Magnum Opus Caelestis: journeying into the far reaches of space has its pitfalls

Etoile Filante, Magnum Opus Caelestis, Germany, Northern Silence Productions, NSP 180 CD digipak (limited edition) (2020)

Formed in 2013, Paris-based cosmic black metal band Etoile Filante wasted no time in putting out its first release, an EP “Traité du monde et de la lumière”, but then almost six years passed before the band released its debut album “Magnum Opus Caelestis” in January 2020. If you’re aiming for the far distances beyond the sun, moon and the stars, as the artwork for the album cover suggests, you should lay your foundations very carefully, no matter how much time this takes. “Shooting Star” the band’s name may be in English but these guys are determined to prove they’re no space cowboys.
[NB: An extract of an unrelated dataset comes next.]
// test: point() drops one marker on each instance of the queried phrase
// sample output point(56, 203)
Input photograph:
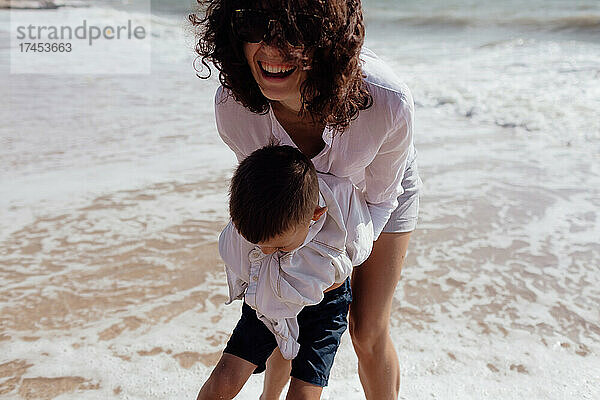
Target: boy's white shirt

The journey into the cosmos begins with the lengthy title track which combines fierce and aggressive hammering black metal with melodic cold space-ambient keyboard work. The production renders both styles of music a little blurry which (to my mind) doesn’t work in favour of the music: it seems to be distant from the listener, as if a glass wall had suddenly rolled up from the ground, so it isn’t as immersive and hypnotic as it should be. The awe and wonder that I feel should be present – and those emotions may have been present originally – just aren’t there. For a 22-minute track, there is a lot happening – rasping BM vocals in reverb, some clean-voiced spoken-word lyrics, rushing BM, a lead guitar solo over a slow section, and lots of keyboard tone and drone wash – for listeners to focus on, and the result is a busy piece that seems to go all over the place and lacks internal unity. By the time the track finishes, you’re probably feeling you’ve been everywhere possible in the universe and the only places left where you haven’t gone are black holes.
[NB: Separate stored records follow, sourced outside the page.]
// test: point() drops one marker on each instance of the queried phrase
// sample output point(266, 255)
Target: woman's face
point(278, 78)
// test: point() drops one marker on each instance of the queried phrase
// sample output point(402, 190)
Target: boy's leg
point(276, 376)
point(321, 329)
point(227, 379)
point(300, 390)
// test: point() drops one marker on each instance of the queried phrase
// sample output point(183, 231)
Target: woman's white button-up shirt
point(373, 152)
As it turns out, the more interesting songs are the ones following the title piece. “Feu Prométhée” has a much more definite mood and atmosphere which help to keep the music unified even as it goes off on various tangents of melodic BM and bursts of epic orchestral synth-BM fusion music. There are passages of purely cold space ambience but achieving full head-space immersion is close to impossible when annoying synth melodies keep dancing through your head and those drone hums you’ve heard on a hundred thousand different albums keep coming through as well. Reference to the Icarus myth appears in “Icare ou la chute des corps celeste” (“Icarus or the fall of celestial bodies”), a melancholy song with an excellent and highly original instrumental section of raw seething BM tremolo guitar and bubbling synth reverberation that unfortunately gets swallowed up in combined synth-BM bombast and shouty singing. “Koyaanisqatsi” (inspired by the film of the same name which in the Hopi language means “life out of balance”) is a short but monumental outgoing track built on church organ and a deep-voiced, gravel-toned choir, the singers sculpted out of stone, repeating the song title over and over.

A theme of adventure into new, unknown territories, but with a warning of the consequences that might follow if we do not respect those we meet on our way or abuse the environment and its resources, leading to imbalance, is present. The general mood starts optimistically with a lot of energy but as the album continues it changes to thoughtful and melancholy, and then solemn. I’d have liked the album to have a clearer, less veiled sound so that listeners can feel as if they’re in the thick of the action as the musicians set off into the cosmos and discover things, within themselves as well as outside their musical spaceship, that encourage more self-reflection and an awareness that they – and we – are all essential parts of the universe, and anything we do can have the potential of upsetting the cosmic balance.

While there are good ideas on this debut album, and the synth work is often very original, the music isn’t nearly as adventurous as it could be and I really have no sense of the musicians taking their instruments to the extreme of their technical range and capability. Etoile Filante needs to establish a clear identity and style of cosmic darkspace BM, and not be tempted to fall into a default trap of creating epic bombast with fiddly solo lead guitar and synth orchestra wash.